El ministerio de Trabajo ha mandado un escuadrón de inspectores a las Big Four, cuatro megaconsultoras expertas en picar carne de recién licenciado. ¿Qué hace exactamente una consultora? No se sabe, pero todo apunta a que son imprescindibles para el correcto funcionamiento del mundo moderno. No se veía algo igual desde la invención del flogisto.

Revisando las columnas de mis economistas liberales favoritos, leo que las inspecciones son el escollo que impide el advenimiento del reino de los cielos capitalista: nadie debería impedir a los trabajadores ser libremente explotados. El audaz Juan Ramón Rallo lo explicó con una inesperada honestidad: los chavales están dispuestos a comprarse un traje, trabajar catorce horas cobrando lo justito porque albergan la raquítica esperanza de convertirse (algún día) en ese jefe billetudo que ahora les grita. Lo del burro y el palo con la zanahoria, pero cotizando en bolsa. Cito: «Para que exista la opción de que algunos de los que entran cada año en esas empresas alcancen remuneraciones muy altas con el paso de los años […] es necesario que los ingresos netos de la compañía no se repartan de manera más o menos equitativa entre todos los trabajadores».

Considerando este análisis (que, recordemos, hace alguien a favor), la actividad económica de Deloitte, PricewaterhouseCoopers, Ernst & Youngs y KPMG (menudo trabalenguas) es indistinguible de una estafa piramidal: los nuevos palman pasta para que los de la cúspide se forren. Tremendo tocomocho. Pero recuerda: algún día, si los astros se alinean, pasarás de estafado a estafador. ¡Viva!

¿Qué hace exactamente una consultora? No se sabe, pero todo apunta a que son imprescindibles para el correcto funcionamiento del mundo moderno

A estas alturas de la película, a nadie le sorprende que el mundo esté plagado de patrones sacamantecas a los que habrá que colgar cabeza abajo el día que estalle la revolución. El proletariado está habituado a soportar condiciones laborales infames con tal de llevar un jornal a casa, pero manda narices que sean los mismísimos trabajadores quienes salgan a defender a su verdugo cuando el Estado interviene (mira, una estrella fugaz, ¡pide un deseo!). «Nos pegan flojito», dice un junior, «y la mayoría de las noches no nos cobran por dormir debajo del escritorio. Es una bicoca». «El café de la máquina es barato y si no sales de la oficina durante semanas ahorras mucha electricidad en casa», declara una empleada a la espera de ascenso. «No pude asistir al entierro de mi madre, pero mereció la pena: ahora soy project manager», se sincera un cuarentón que no sabe explicarnos en qué consiste su trabajo.

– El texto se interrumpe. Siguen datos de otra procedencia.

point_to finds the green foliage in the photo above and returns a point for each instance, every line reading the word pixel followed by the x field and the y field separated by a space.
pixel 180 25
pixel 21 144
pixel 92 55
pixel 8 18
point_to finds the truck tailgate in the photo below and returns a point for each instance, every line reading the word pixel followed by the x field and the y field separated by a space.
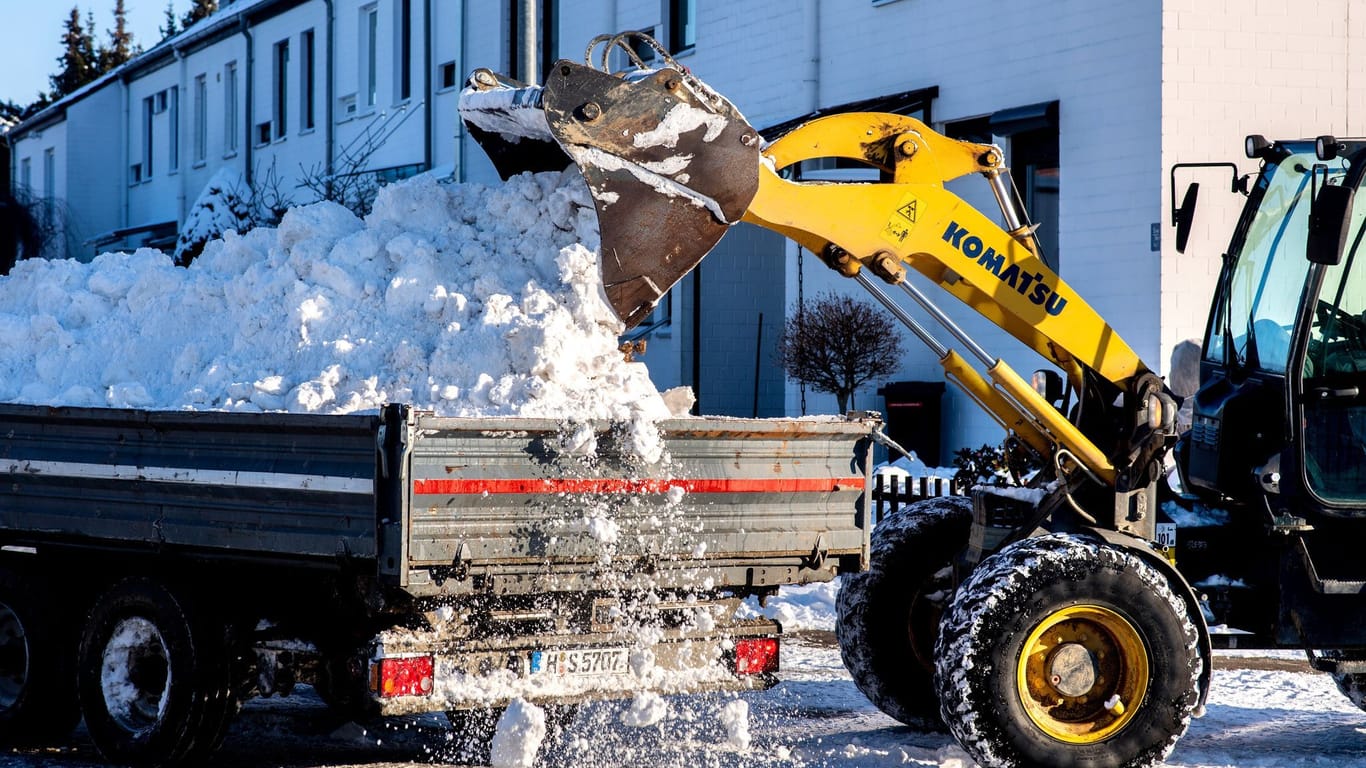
pixel 499 506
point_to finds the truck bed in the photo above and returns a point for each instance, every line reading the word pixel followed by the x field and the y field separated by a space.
pixel 444 506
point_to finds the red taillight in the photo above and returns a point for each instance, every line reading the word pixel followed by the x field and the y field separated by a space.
pixel 756 656
pixel 407 675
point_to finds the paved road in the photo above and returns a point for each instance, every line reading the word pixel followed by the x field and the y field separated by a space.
pixel 1265 711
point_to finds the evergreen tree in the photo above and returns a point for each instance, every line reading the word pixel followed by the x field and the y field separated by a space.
pixel 120 40
pixel 200 10
pixel 171 26
pixel 78 64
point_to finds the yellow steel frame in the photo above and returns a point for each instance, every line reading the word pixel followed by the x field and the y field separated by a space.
pixel 913 220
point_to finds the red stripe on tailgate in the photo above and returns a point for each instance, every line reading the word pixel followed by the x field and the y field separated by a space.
pixel 456 487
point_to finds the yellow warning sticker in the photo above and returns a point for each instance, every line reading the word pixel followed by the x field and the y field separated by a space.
pixel 902 220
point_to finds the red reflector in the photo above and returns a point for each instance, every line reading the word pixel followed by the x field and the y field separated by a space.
pixel 409 675
pixel 756 656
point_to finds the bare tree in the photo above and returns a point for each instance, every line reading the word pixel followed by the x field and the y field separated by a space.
pixel 353 183
pixel 836 345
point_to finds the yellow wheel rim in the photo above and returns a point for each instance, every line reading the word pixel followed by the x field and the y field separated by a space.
pixel 1082 674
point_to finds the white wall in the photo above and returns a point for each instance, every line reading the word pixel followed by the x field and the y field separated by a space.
pixel 34 149
pixel 96 176
pixel 156 198
pixel 1232 69
pixel 301 149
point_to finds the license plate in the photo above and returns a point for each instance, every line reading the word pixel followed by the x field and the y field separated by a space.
pixel 579 662
pixel 1167 535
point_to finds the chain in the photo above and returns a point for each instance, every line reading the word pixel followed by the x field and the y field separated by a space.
pixel 801 309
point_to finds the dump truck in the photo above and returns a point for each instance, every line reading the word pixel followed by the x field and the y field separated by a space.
pixel 157 569
pixel 1062 622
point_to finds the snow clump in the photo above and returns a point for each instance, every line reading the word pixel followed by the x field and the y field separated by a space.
pixel 465 299
pixel 518 735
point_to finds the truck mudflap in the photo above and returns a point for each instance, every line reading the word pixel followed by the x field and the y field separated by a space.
pixel 428 671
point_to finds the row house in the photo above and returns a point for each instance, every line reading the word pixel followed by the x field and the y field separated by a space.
pixel 1092 101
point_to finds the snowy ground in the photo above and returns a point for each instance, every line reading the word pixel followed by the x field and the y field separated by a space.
pixel 1265 711
pixel 477 302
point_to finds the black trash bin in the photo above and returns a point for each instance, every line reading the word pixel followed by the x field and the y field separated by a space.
pixel 913 417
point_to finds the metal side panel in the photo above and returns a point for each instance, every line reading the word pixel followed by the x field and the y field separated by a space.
pixel 238 484
pixel 502 506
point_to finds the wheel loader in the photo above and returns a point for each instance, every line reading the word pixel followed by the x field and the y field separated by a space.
pixel 1064 622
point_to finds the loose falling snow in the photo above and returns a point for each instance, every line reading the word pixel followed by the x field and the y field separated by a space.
pixel 485 301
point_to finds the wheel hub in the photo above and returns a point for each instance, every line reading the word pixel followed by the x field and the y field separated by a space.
pixel 14 657
pixel 135 678
pixel 1072 670
pixel 1082 673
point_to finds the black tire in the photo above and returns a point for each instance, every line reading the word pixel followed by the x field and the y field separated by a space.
pixel 37 666
pixel 1097 629
pixel 155 686
pixel 888 616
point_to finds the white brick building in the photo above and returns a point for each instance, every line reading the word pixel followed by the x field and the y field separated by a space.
pixel 1092 100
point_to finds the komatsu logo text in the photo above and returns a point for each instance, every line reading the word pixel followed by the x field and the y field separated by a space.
pixel 1027 284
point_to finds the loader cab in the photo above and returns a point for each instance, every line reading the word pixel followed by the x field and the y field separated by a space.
pixel 1279 421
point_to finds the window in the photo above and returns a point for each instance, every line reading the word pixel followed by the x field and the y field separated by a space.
pixel 306 78
pixel 282 86
pixel 175 129
pixel 448 75
pixel 230 108
pixel 1032 131
pixel 682 25
pixel 49 183
pixel 201 118
pixel 149 107
pixel 369 56
pixel 405 48
pixel 1030 142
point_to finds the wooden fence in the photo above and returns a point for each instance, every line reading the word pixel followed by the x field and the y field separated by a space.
pixel 891 491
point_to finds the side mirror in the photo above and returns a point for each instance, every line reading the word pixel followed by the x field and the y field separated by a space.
pixel 1048 383
pixel 1328 224
pixel 1186 216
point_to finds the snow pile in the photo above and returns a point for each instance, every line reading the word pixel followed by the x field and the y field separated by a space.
pixel 458 298
pixel 799 607
pixel 518 735
pixel 648 708
pixel 735 719
pixel 219 208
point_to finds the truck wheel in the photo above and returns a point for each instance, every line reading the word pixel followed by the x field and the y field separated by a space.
pixel 1066 652
pixel 888 616
pixel 153 688
pixel 37 656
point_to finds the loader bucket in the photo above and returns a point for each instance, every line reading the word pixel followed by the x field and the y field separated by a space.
pixel 670 164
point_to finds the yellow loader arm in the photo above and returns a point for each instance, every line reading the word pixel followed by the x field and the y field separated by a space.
pixel 671 166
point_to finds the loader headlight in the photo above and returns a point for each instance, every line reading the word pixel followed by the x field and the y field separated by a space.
pixel 1161 412
pixel 1154 412
pixel 1048 384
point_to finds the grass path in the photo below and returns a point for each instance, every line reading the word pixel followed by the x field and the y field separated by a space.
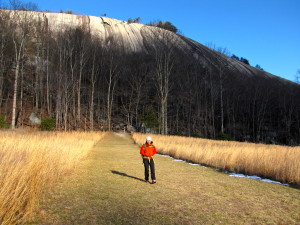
pixel 108 188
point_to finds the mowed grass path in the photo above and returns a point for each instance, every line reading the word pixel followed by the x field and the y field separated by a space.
pixel 108 188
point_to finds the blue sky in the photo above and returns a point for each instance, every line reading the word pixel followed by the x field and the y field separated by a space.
pixel 266 32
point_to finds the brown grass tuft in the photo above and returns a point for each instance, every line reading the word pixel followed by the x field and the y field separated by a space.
pixel 272 161
pixel 31 162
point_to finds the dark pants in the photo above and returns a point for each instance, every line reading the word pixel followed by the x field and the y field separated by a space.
pixel 152 167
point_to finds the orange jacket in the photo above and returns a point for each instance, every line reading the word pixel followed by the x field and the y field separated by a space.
pixel 149 151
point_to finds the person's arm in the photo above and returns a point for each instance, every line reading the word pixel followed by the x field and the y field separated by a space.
pixel 142 150
pixel 154 150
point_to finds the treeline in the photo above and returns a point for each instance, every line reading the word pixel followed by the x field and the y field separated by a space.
pixel 86 82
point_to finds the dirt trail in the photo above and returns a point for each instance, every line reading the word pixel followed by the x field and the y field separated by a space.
pixel 108 188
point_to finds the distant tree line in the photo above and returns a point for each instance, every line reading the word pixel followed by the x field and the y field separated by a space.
pixel 85 82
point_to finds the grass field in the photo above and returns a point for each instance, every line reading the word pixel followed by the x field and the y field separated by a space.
pixel 108 188
pixel 281 163
pixel 31 162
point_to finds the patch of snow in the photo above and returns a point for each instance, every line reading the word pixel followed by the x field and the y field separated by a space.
pixel 240 175
pixel 255 178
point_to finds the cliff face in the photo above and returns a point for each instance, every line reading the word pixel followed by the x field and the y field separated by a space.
pixel 133 36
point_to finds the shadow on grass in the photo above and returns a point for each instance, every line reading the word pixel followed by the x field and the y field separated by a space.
pixel 126 175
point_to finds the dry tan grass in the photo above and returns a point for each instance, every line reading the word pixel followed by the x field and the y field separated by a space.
pixel 281 163
pixel 31 162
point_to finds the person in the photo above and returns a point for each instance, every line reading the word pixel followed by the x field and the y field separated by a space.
pixel 147 152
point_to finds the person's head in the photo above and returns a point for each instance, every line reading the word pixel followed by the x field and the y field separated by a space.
pixel 149 140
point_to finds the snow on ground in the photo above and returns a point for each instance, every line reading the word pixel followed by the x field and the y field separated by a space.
pixel 239 175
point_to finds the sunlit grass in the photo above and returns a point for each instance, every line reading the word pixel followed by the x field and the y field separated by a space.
pixel 31 162
pixel 281 163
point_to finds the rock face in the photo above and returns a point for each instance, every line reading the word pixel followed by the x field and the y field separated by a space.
pixel 132 37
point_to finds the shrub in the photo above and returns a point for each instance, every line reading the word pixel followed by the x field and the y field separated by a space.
pixel 47 124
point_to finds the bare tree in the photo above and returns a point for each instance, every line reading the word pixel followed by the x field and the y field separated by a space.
pixel 20 25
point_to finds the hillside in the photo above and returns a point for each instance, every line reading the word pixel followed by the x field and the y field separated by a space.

Cada español lleva un hidalgo dentro. Un fulano que se calienta una lata de alubias debajo de un puente se enfadará si el del censo no lo registra en la clase media, así que no es extraño que manadas de jovenzuelos con la mollera carcomida por el cuento de la meritocracia estén dispuestos a toda clase de disparates y humillaciones con tal de ser el califa en lugar del califa. Por eso el Estado hace bien impidiendo que cada cual acepte la jornada laboral que le venga en gana, porque de lo contrario volveríamos a la esclavitud en los algodonales antes de fin de mes.

En fin, ¿cómo podría sobrevivir una empresa multimillonaria sin maratones de setenta horas a la semana? Ojalá pudiesen, no sé, contratar a más gente. Sí, ya sé, ya sé: menuda ocurrencia bolchevique. Voy a ver qué ha escrito Daniel Lacalle, que el tío es listísimo y siempre da las claves: «El Ministerio de Trabajo del país con más paro juvenil de Europa debería aprender de las Big Four, no inspeccionarlas por nada». Coñe, claro. ¿Qué será lo siguiente? ¿Frenar la despoblación rural siguiendo los sabios consejos del monstruo de Amstetten?